The 40-year-old was admitted to Pamela Youde Nethersole Eastern Hospital in October 2017 for treatment of a methicillin-resistant staphylococcus aureus infection in his mid-thoracic spine. The bacteria could not be treated with antibiotics due to resistance problems.

His sister alleges that doctors advised against having a thoracotomy — open-chest surgery to gain access to the thoracic region — because of the high risks, and as a consequence the optimal time for treatment was missed.
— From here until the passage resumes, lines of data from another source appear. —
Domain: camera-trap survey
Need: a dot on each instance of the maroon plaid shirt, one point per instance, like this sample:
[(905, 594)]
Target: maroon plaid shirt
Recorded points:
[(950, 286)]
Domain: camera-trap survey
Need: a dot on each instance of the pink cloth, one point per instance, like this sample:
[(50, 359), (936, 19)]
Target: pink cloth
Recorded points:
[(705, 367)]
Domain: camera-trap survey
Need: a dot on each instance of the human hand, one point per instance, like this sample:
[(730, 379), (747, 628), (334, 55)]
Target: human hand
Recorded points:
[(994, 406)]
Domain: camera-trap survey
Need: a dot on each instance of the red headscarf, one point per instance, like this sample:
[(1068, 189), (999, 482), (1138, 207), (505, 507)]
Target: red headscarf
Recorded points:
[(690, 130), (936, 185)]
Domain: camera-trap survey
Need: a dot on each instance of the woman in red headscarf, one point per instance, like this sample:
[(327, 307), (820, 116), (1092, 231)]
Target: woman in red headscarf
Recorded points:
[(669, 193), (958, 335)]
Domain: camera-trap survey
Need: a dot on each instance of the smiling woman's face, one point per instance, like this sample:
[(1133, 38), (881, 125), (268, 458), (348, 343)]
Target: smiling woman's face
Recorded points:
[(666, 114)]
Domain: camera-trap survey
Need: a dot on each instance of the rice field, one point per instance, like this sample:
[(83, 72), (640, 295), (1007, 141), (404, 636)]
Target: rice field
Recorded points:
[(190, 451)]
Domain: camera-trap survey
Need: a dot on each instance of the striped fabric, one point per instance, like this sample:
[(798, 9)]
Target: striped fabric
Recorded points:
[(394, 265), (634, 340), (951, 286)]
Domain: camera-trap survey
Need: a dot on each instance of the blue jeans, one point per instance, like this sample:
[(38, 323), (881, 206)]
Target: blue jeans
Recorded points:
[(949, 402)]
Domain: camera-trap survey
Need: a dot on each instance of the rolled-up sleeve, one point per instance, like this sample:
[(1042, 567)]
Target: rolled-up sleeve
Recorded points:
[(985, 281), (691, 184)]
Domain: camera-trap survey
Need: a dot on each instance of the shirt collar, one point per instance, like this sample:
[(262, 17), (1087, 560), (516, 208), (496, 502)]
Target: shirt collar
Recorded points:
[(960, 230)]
This is usually 12-36 hours after an infection is recorded.

She said the hospital had not informed his family about the man’s  deteriorating condition, and the chief surgeon had failed to give a detailed explanation of treatment options and their risks.

However, a hospital spokesperson said doctors were mindful of the  “exceptionally high risks” of surgery, as the infection was located too close to a key artery and the procedure could cause severe complications.

He said the patient was informed of these risks and made the decision himself not to have surgery, Ming Pao Daily News reported. The man’s sister argued that he would not have understood the jargon used by the doctors, as he had received only a primary school education.

The man now suffers from hemiparesis, or paralysis of one side of his body, is bedridden and according to his family has attempted suicide. He will require regular rehabilitation treatment for his disability.

The case is being followed up by volunteers with the Society for Community Organization, a human rights advocacy group.